The documentation about how GradientBoundaryConditions are implemented suggests that the user specifies a value $\gamma$ as the boundary-normal component of the gradient vector (with an implied outward-normal orientation), $\gamma = \hat{\mathbf{n}} \cdot \nabla c = \gamma$.

By contrast, my reading of the source code is that the GradientBoundaryConditions are used to specify $\hat{\mathbf{x}}_{i} \cdot \nabla c = \gamma$.

Because the outward unit normal vector at the right boundaries point in the same directions as the coordinate unit vectors, the two implementations give the same answer anyway: $\hat{\mathbf{x}}_{i} \cdot \nabla c = \hat{\mathbf{n}} \cdot \nabla c$.

@inline function right_gradient(i, j, k, ibg, κ, Δ, bc::VBC, c, clock, fields)
    cᵇ = getbc(bc, i, j, k, ibg, clock, fields)
    cⁱʲᵏ = @inbounds c[i, j, k]
    return 2 * (cᵇ - cⁱʲᵏ) / Δ
end

@inline function _east_ib_flux(i, j, k, ibg, bc::VBCorGBC, (LX, LY, LZ), c, closure::ASD, K, id, clock, fields)
    Δ = Δx(index_right(i, LX), j, k, ibg, LX, LY, LZ)
    κ = h_diffusivity(i, j, k, ibg, flip(LX), LY, LZ, closure, K, id, clock)
    ∇c = right_gradient(i, j, k, ibg, κ, Δ, bc, c, clock, fields)
    return - κ * ∇c
end

The problem arises for the left boundary, where the gradient is implemented with as $\hat{\mathbf{x}}_{i} \cdot \nabla c = \gamma$, which has the opposite sign of $\hat{\mathbf{n}} \cdot \nabla c$ because the outward vector at the left boundaries point in the direction of $-\hat{\mathbf{x}}_{i}$.

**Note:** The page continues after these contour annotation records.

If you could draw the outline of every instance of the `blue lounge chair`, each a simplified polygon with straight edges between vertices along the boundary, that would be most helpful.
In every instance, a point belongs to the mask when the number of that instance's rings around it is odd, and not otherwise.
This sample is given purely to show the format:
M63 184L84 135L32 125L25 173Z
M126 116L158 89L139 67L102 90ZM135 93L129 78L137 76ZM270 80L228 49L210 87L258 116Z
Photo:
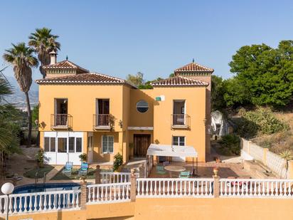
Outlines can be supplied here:
M64 175L71 176L71 172L73 171L73 163L72 162L67 162L62 170L62 174Z
M158 174L166 174L166 171L164 169L164 166L156 165L156 173Z
M88 164L85 162L81 163L80 169L78 170L78 176L86 176L87 174Z
M180 172L179 178L189 178L190 172L189 171L181 171Z

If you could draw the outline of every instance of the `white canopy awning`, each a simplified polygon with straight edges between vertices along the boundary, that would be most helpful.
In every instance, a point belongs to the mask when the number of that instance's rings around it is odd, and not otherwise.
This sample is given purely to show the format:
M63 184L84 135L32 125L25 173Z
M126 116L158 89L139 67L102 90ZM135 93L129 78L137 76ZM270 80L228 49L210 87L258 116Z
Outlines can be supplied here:
M165 157L198 157L198 152L191 146L172 146L155 144L149 145L146 154Z

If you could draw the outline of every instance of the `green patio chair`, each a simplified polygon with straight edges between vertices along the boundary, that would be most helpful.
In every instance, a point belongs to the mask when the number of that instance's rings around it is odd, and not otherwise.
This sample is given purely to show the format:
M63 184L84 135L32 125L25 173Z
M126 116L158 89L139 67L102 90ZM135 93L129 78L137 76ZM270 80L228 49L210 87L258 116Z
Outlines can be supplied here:
M189 171L181 171L180 172L179 178L189 178L190 172Z
M81 163L80 169L78 170L78 176L86 176L87 174L88 164L85 162Z
M158 174L166 174L166 171L164 169L164 166L162 166L162 165L156 165L156 173Z
M62 170L62 174L71 176L71 172L73 171L73 162L67 162L65 165L63 167L63 169Z

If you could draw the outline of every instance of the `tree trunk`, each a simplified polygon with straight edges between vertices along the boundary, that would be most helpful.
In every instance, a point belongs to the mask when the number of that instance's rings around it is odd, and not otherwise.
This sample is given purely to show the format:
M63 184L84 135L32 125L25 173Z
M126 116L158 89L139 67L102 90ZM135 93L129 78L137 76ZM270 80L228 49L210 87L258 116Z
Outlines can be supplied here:
M43 79L46 78L46 72L45 72L45 70L43 69L42 65L40 66L39 70L40 70L41 74L42 74L42 75L43 75Z
M28 110L28 140L26 142L26 147L30 147L31 144L31 104L29 103L28 92L24 93L26 94L26 108Z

@inline function left_gradient(i, j, k, ibg, κ, Δ, bc::VBC, c, clock, fields)
    cᵇ = getbc(bc, i, j, k, ibg, clock, fields)
    cⁱʲᵏ = @inbounds c[i, j, k]
    return 2 * (cⁱʲᵏ - cᵇ) / Δ
end

@inline function _west_ib_flux(i, j, k, ibg, bc::VBCorGBC, (LX, LY, LZ), c, closure::ASD, K, id, clock, fields)
    Δ = Δx(index_left(i, LX), j, k, ibg, LX, LY, LZ)
    κ = h_diffusivity(i, j, k, ibg, flip(LX), LY, LZ, closure, K, id, clock)
    ∇c = left_gradient(i, j, k, ibg, κ, Δ, bc, c, clock, fields)
    return - κ * ∇c
end

A similar subtlety applies to the sign convention of user-specified fluxes, as explained in the documentation:

and commented in a relevant part of the source code:

##### Very Important Note: For FluxBoundaryCondition,
##### we assume fluxes are directed along the "inward-facing normal".
##### For example, east_immersed_flux = - user_flux.
##### With this convention, positive fluxes _increase_ boundary-adjacent
##### cell values, and negative fluxes _decrease_ them.
#####

[hdrake]

Contributing to my confusion is that I think the documentation has a typo in that there is a sign error between equations (3) and (4) of the description of the implementation of the Gradient Boundary Condition. I think $c{i,j,0}$ and $c{i,j,1}$ should maybe be swapped in eq. (3)?